Volume 1
Capítulo 1: A luta contra os espíritos
Os magos morreram.
Uma frase que muitos temiam ouvir estava sendo repetida sem parar. Mesmo quem nunca se importou com a necessidade deles no vilarejo de Prospéria, passou a entender o peso dessas palavras ao encontrar-se completamente indefeso.
Aos poucos, as verdejantes luzes dos círculos de magia eram visceralmente apagadas por criaturas enormes e horrendas banhadas em sombras e sangue. Os Demônios Internos.
Bastou que alguns dos civis perdessem o controle do que era chamado de paz espiritual para que essa rebelião começasse. De dentro dos corpos dessas pessoas saiu a podridão de seus pensamentos negativos, tomando controle de suas vidas.

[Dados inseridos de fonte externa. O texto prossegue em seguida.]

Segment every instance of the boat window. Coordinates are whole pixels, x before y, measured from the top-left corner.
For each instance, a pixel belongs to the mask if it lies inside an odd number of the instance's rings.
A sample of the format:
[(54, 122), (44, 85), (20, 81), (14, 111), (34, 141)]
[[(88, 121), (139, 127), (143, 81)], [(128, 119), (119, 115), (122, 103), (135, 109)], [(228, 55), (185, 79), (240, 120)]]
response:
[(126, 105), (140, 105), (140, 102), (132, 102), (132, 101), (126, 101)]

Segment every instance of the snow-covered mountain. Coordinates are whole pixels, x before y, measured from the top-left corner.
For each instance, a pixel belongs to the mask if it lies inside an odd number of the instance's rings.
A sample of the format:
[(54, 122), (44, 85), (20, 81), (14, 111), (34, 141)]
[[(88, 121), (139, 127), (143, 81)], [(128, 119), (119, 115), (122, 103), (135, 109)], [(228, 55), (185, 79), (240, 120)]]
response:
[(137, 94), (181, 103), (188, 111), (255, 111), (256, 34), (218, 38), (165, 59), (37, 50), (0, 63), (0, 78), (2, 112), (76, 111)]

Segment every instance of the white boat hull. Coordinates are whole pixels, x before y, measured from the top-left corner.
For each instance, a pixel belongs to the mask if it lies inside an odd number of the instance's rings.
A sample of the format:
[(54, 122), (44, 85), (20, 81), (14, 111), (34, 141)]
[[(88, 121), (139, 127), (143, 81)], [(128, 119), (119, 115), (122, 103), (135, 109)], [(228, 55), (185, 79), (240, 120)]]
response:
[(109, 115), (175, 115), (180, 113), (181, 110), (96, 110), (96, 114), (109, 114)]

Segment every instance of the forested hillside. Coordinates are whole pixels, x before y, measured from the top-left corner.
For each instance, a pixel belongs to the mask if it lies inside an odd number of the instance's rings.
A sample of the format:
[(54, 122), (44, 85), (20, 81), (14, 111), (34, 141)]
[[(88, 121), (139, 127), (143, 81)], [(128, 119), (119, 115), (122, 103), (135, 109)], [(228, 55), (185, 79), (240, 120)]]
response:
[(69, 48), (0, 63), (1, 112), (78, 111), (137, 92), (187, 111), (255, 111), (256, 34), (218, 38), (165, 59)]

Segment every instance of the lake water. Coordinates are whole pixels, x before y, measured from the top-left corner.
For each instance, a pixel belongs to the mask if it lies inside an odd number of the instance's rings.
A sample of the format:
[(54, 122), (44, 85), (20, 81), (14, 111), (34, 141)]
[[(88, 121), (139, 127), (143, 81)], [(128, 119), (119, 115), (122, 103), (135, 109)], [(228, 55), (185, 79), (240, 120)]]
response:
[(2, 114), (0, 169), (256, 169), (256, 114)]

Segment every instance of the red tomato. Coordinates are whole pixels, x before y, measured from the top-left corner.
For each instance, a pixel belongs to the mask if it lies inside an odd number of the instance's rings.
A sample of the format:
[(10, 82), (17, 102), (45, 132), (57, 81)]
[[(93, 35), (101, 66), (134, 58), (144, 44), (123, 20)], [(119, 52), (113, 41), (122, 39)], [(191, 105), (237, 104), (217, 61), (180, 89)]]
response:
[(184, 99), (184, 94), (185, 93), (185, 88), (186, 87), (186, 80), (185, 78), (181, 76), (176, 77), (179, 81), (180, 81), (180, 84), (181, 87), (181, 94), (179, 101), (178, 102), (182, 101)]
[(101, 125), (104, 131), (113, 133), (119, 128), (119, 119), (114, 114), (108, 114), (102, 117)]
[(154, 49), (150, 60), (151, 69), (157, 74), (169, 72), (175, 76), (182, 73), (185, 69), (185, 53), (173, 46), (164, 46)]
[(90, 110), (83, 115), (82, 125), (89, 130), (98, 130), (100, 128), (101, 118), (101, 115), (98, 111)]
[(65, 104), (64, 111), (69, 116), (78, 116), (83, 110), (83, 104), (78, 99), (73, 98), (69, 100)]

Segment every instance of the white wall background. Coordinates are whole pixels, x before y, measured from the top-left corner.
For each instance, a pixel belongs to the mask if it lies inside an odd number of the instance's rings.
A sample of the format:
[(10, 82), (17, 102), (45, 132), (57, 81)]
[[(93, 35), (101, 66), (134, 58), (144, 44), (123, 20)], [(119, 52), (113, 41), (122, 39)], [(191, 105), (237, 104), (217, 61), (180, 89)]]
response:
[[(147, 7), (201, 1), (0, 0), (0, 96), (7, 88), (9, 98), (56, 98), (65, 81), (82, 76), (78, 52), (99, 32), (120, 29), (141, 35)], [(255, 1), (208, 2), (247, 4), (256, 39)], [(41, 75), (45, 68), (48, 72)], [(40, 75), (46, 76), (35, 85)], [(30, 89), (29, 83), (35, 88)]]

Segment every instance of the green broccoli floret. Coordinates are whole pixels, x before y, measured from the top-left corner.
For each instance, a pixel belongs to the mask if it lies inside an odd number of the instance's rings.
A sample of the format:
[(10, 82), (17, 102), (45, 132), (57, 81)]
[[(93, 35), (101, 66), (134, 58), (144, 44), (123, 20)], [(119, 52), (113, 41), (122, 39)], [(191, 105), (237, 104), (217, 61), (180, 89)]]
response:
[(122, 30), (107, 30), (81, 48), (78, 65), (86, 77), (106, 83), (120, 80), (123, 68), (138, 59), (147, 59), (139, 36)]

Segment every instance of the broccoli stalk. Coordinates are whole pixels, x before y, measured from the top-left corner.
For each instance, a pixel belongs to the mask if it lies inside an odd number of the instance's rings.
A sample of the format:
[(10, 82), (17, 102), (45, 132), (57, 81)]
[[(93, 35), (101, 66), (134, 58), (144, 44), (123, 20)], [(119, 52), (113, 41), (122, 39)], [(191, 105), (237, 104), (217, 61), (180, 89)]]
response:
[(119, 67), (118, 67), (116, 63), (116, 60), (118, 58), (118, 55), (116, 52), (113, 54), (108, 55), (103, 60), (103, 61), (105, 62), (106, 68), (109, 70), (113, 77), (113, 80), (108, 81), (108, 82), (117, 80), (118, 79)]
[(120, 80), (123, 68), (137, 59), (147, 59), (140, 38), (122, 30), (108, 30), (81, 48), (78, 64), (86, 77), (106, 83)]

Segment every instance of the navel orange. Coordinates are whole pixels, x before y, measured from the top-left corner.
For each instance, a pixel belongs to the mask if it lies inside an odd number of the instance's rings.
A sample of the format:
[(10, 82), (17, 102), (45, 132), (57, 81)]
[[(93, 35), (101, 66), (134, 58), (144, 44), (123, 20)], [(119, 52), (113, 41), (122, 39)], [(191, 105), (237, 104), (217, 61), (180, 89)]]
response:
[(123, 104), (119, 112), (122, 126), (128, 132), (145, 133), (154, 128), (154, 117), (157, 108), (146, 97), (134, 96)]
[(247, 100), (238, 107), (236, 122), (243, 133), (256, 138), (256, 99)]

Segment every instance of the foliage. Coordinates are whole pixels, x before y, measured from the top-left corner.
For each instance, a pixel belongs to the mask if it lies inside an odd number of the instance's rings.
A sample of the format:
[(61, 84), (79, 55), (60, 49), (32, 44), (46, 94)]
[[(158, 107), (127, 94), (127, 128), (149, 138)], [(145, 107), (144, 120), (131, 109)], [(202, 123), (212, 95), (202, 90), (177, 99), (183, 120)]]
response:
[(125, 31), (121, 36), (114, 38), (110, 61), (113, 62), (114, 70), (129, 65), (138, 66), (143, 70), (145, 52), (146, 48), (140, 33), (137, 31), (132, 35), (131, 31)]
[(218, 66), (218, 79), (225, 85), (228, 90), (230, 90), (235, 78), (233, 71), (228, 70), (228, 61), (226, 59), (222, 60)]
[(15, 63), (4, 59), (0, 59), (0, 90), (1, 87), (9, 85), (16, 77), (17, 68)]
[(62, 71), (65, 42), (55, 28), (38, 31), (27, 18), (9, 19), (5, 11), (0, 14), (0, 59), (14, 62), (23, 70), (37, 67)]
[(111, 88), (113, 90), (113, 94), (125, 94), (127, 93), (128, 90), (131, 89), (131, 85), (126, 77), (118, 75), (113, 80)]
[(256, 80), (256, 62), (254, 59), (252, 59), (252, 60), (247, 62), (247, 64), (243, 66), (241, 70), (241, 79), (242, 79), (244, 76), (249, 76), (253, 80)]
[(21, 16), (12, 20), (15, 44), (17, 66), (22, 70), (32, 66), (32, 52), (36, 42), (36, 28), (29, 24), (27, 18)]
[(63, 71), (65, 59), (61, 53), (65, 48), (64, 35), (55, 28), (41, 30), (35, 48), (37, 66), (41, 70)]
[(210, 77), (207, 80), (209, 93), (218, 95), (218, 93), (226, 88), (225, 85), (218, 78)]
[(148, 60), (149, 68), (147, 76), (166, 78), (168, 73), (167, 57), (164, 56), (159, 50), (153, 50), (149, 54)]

A tragédia dessa noite fez com que, pela primeira vez, a gigante muralha do Oeste fosse abandonada, deixada de lado pelos vigias para ser a testemunha de um massacre que surgiu bem debaixo do nariz deles.
Destruição, gritos de desespero e muita dor preencheram o ambiente. Àquela altura, a estrutura que havia sido responsável por assegurar a vida nos vilarejos do Leste Continental poderia ser a única coisa que restaria de pé no dia seguinte, perdendo seu propósito por completo.

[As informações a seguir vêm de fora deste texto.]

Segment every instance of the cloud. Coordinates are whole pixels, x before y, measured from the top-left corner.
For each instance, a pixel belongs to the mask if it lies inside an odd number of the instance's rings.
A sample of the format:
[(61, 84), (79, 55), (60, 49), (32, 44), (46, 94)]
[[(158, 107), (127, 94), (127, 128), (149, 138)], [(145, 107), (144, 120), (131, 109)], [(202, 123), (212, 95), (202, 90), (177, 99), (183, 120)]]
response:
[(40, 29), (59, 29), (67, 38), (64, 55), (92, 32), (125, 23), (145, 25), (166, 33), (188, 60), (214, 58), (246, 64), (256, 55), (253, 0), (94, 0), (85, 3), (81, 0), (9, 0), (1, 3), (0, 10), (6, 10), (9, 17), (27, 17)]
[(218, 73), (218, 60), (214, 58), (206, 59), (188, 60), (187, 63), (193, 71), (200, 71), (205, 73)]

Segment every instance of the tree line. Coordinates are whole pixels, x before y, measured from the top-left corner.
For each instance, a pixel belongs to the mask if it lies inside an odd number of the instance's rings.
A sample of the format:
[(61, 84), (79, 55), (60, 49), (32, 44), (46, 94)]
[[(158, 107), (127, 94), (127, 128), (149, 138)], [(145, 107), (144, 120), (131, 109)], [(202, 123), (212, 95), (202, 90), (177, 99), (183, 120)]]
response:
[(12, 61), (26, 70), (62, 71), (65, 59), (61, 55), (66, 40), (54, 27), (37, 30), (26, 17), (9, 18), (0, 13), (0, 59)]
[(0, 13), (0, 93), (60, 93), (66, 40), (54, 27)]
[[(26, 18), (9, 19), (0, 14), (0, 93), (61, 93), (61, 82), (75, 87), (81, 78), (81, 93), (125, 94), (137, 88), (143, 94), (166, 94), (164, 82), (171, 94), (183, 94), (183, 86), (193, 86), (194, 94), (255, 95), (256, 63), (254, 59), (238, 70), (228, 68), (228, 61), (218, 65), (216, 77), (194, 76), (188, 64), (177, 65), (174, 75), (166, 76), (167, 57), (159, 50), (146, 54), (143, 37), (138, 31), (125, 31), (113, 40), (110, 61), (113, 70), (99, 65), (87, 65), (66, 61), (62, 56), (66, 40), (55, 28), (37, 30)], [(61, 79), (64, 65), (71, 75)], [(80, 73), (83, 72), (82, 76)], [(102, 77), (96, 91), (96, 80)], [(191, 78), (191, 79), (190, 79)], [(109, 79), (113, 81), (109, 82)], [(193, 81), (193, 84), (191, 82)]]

— Abandonem os postos e desçam pelas plataformas! — ordenava o comandante enquanto corria pela extensa passarela com sua espada presa em uma bainha feita de rocha vulcânica. O brilho das veias de lava que passavam pelas imperfeições dela marcavam a presença de seu portador. — Cheguem o mais rápido possível até o vilarejo, evacuem todos e matem qualquer criatura à vista, sem hesitar! Eles não são mais seres humanos.
Alguns guerreiros de classe mais baixa que estavam fazendo a patrulha dos vilarejos haviam se juntado à batalha, mas poucos restavam de pé. Quando tudo já parecia perdido, a maioria dessa humilde resistência que estava espalhada pelos distritos simplesmente passou a correr por suas próprias vidas.

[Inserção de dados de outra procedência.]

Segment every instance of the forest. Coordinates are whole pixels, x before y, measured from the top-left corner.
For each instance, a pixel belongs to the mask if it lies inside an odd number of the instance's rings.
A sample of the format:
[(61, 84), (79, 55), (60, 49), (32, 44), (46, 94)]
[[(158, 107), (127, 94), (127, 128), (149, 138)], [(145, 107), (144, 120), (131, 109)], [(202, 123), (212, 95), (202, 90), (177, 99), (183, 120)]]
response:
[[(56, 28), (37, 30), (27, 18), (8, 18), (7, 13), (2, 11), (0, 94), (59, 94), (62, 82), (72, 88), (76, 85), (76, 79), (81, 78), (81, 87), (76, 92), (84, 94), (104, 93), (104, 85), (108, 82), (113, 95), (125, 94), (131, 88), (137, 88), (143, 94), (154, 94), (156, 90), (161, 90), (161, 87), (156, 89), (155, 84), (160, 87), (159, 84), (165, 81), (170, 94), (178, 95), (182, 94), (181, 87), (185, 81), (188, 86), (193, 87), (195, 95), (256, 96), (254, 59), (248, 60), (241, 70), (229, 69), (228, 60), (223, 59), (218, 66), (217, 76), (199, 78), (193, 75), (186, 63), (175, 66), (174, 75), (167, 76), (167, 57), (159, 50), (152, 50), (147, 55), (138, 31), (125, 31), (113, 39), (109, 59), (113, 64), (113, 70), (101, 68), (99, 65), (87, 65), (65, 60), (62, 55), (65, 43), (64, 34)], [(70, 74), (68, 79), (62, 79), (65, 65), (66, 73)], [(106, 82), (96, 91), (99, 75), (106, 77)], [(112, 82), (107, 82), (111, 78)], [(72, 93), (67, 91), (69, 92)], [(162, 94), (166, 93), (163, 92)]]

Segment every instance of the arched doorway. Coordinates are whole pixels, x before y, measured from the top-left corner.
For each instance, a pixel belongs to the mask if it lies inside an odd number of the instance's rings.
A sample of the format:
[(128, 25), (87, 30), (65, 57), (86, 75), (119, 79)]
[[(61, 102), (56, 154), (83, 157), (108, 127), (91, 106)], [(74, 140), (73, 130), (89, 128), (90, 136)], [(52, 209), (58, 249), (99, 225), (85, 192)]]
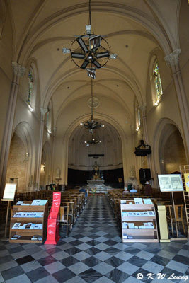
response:
[(35, 188), (35, 146), (31, 128), (27, 122), (16, 127), (12, 136), (6, 171), (6, 183), (17, 183), (18, 192)]
[(177, 127), (167, 124), (161, 132), (159, 143), (161, 173), (170, 174), (179, 171), (180, 165), (187, 163), (184, 144)]
[(40, 187), (45, 189), (46, 185), (50, 183), (50, 172), (51, 172), (51, 151), (48, 142), (45, 142), (42, 151), (41, 158), (40, 167)]

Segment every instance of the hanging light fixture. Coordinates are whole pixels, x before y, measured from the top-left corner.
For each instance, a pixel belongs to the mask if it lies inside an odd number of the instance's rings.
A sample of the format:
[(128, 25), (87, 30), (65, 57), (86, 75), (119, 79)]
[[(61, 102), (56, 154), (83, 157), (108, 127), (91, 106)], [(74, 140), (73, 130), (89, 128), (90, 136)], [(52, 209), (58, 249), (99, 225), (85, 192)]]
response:
[(93, 119), (93, 81), (92, 78), (91, 79), (91, 119), (88, 120), (86, 122), (81, 122), (80, 125), (84, 126), (84, 128), (88, 129), (89, 132), (93, 134), (94, 129), (103, 128), (104, 125), (101, 124), (98, 121), (96, 121)]
[[(91, 0), (88, 5), (89, 23), (86, 25), (86, 33), (77, 36), (70, 49), (63, 48), (64, 54), (71, 54), (76, 66), (88, 71), (88, 76), (96, 79), (96, 69), (102, 68), (109, 59), (116, 59), (116, 54), (110, 54), (110, 47), (101, 35), (91, 33)], [(91, 73), (91, 70), (93, 71)]]
[(92, 134), (92, 139), (89, 141), (85, 141), (84, 143), (86, 144), (86, 146), (89, 146), (90, 144), (101, 144), (102, 141), (100, 141), (97, 139), (94, 138), (94, 136)]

Era hora de ignorar quem não era capaz de lutar para se salvar.
O desejo de continuar a viver superava qualquer senso moral, pois por pior que pudesse ser considerado esse tipo de pensamento, seja para um guerreiro recém promovido ou não, a voz de comando mais arrebatadora vinha de dentro.
Quem falava mais alto era o instinto de sobrevivência.
Em meio à essa catástrofe, um bravo senhor ainda mantinha esperanças de conseguir salvar alguém em especial.
— Isabel! Vamos, filha, responda!
Albert andava pelos escombros de um antigo centro de cura em chamas que parecia uma cena de guerra. A fumaça nos corredores destruía sua garganta bem mais do que seus próprios gritos desesperados.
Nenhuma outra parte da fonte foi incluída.